A.1 – Rendre disponible l’offre culturelle existante

En résumé : Convertir sur support numérique la multitude de contenus culturels québécois existants, dans des formats et selon les normes répondant aux impératifs d’interopérabilité. Procéder à la saisie numérique des collections, archives et autres contenus culturels québécois, notamment patrimoniaux.

Mes commentaires : Afin de garantir une pérennité des œuvres musicales numériques québécoises et d’éviter toute numérisation en double de ces œuvres, le groupe de réflexion musiQCnumeriQC propose que le gouvernement mette en place une plateforme de préservation des œuvres numériques et, ainsi, diminue le risque de pertes au fil du temps.

Sous forme d’une arrière boutique (d’un entrepôt numérique), cette plateforme d’état (en format Open Source) permettrait à tous les créateurs québécois d’œuvres musicales de téléverser une copie dans sa plus haute résolution. L’industrie pourrait accéder à cette base de données dans le but de créer diverses offres commerciales (voir l’exemple de l’Entrepôt du livre numérique).

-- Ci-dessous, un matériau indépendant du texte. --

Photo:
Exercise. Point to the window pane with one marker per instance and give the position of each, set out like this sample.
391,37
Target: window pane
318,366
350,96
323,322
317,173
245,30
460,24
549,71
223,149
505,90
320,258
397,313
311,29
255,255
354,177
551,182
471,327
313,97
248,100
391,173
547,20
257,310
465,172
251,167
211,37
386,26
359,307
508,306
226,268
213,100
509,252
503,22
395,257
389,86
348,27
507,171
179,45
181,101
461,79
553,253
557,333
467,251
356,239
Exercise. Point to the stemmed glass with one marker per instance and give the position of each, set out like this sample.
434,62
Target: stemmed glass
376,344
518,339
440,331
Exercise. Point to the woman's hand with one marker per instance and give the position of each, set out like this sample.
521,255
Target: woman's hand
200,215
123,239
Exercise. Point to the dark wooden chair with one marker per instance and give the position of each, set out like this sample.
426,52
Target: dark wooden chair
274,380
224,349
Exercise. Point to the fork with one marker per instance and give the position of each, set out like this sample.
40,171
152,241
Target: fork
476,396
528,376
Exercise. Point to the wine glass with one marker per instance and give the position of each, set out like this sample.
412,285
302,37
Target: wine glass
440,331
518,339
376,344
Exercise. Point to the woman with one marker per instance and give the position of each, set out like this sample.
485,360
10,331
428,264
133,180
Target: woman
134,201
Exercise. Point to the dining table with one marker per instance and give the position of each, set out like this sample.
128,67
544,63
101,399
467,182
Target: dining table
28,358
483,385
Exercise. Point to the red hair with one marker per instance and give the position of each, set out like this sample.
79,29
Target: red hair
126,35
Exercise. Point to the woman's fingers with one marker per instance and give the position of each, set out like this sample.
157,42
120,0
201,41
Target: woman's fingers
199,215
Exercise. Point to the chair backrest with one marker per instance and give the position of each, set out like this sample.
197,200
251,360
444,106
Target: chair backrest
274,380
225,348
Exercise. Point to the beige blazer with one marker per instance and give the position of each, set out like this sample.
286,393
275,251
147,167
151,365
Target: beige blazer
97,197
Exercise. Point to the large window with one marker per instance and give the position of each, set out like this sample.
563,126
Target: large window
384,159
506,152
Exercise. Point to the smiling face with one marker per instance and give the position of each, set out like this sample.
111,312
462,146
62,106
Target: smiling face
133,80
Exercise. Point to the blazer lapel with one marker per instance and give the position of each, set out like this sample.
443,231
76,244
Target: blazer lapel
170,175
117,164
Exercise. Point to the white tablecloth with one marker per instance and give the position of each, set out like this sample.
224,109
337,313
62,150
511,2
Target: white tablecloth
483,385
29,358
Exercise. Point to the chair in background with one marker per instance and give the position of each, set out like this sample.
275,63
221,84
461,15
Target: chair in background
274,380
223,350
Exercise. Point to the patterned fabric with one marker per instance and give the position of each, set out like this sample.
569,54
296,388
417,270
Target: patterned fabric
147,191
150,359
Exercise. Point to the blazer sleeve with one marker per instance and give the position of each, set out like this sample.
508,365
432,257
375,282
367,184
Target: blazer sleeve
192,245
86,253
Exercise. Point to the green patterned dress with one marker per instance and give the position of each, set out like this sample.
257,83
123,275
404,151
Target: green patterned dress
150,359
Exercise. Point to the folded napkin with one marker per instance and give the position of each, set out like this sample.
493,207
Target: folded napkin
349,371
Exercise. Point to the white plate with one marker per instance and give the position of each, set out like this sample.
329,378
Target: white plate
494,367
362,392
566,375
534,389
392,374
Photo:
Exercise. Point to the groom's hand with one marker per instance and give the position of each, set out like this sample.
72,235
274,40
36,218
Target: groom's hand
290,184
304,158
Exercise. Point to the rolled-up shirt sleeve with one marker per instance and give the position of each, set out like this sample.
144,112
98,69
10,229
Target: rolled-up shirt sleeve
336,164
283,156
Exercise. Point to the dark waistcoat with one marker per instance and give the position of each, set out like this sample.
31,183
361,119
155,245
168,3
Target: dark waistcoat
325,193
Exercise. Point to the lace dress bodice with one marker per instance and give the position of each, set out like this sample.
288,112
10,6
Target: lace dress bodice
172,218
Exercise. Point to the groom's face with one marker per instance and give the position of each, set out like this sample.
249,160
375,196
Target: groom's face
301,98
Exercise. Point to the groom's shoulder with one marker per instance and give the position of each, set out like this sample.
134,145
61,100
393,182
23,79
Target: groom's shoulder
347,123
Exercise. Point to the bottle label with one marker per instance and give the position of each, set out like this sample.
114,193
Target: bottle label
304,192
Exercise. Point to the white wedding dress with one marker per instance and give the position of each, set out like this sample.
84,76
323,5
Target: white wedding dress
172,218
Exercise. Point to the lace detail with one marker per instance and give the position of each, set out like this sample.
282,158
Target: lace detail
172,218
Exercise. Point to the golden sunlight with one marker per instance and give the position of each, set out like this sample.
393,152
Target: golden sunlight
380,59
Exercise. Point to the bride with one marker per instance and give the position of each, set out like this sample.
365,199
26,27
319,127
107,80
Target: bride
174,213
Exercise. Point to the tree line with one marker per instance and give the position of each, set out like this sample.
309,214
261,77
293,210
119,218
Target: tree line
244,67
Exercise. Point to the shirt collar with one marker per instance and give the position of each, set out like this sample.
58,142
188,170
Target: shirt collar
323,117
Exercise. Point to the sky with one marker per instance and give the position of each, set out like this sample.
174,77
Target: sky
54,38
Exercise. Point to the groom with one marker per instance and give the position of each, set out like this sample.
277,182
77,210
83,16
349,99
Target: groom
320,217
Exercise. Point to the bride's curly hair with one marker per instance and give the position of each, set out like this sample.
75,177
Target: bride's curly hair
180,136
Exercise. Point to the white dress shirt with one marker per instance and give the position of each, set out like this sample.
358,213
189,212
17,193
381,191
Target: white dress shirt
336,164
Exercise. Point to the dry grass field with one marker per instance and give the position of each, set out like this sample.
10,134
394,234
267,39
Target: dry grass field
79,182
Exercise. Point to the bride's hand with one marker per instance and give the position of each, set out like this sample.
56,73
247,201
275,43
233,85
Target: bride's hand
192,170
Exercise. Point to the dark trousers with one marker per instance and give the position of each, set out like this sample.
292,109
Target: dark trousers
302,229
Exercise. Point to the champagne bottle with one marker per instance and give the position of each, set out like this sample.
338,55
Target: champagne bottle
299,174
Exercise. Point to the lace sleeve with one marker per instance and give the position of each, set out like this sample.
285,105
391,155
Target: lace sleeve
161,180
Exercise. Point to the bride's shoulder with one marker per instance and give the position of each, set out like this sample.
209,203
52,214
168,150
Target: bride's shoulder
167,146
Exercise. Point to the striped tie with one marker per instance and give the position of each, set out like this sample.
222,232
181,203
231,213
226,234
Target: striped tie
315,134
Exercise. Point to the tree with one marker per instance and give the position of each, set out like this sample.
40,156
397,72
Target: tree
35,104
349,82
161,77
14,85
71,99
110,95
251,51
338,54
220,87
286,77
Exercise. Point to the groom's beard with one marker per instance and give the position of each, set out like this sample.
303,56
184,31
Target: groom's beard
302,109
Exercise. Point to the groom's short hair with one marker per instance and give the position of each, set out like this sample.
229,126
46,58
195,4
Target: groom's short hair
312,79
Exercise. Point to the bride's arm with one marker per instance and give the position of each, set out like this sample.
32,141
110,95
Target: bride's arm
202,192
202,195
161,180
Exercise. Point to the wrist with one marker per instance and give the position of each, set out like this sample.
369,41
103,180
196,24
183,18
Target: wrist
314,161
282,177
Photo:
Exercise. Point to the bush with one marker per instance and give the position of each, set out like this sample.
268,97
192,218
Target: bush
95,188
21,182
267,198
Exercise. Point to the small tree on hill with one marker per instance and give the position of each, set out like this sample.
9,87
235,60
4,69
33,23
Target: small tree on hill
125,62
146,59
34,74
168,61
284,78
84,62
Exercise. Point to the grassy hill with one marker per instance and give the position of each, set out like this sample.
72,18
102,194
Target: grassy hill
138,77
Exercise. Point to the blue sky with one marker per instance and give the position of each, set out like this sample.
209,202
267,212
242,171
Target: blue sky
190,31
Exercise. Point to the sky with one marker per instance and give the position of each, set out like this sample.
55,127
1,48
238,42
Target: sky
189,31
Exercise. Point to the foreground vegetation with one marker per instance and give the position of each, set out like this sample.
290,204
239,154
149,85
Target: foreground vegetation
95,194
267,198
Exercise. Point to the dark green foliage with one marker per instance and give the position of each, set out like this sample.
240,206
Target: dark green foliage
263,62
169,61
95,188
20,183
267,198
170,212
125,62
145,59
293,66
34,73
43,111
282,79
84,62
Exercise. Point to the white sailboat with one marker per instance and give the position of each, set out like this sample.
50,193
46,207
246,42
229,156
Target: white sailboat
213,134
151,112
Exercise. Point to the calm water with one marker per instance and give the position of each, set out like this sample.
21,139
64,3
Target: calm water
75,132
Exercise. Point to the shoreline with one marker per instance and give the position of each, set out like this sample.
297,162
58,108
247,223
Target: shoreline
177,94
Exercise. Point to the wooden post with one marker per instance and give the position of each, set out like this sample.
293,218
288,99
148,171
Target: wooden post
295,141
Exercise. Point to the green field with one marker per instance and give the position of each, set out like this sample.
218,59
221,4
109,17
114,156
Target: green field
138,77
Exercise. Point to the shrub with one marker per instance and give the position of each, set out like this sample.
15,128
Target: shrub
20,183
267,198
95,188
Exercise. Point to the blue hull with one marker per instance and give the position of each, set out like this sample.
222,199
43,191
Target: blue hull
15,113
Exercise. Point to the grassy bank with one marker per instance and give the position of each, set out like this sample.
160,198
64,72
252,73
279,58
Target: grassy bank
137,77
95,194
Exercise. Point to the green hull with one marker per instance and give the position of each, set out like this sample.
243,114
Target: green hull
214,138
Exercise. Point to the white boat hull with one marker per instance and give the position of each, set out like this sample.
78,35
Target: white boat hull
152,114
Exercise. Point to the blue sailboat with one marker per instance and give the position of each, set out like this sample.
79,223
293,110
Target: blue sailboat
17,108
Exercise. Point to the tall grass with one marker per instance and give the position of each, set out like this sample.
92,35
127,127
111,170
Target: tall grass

Tous les films québécois faisant partie de notre patrimoine culturel devraient être numérisés et rendus accessibles dans tous les formats et environnement possibles. C’est d’ailleurs ce que fait déjà le projet Éléphant de Quebecor qui, sous ses prétentions philanthropiques, se veut en réalité être une valeur ajoutée exclusive aux abonnés de Illico ou à la télé de Vidéotron.

Rattraper de force le retard : Lorsqu’on parle de saisie numérique des collections, j’aurais tendance à prendre le mot «saisie» au pied de la lettre. Avec un gouvernement tenant à coeur l’objectif de «Rendre disponible l’offre culturelle existante» le plus rapidement possible, et à faible coût, Éléphant pourrait donc être invité à remettre copie de son travail de numérisation entre les mains du Ministère de la culture et, à son tour, ce dernier pourrait s’assurer que le contenu culturel existant devienne accessible par tous les moyens, dans tous les formats, sur toutes les plateformes, dans tous les modèles d’exploitation possibles (on parle bien ici d’interopérabilité). Bien qu’agressive, une telle mesure rendrait le contenu accessible autant sur des plateformes comme TOU.TV, la Fabrique culturelle, Netflix que sur Illico et la télé de Vidéotron, sans doute au grand dam de Quebecor… Enfin, peut-être pas, vu la vocation «philanthropique» d’Éléphant, notre «Mémoire du cinéma québécois».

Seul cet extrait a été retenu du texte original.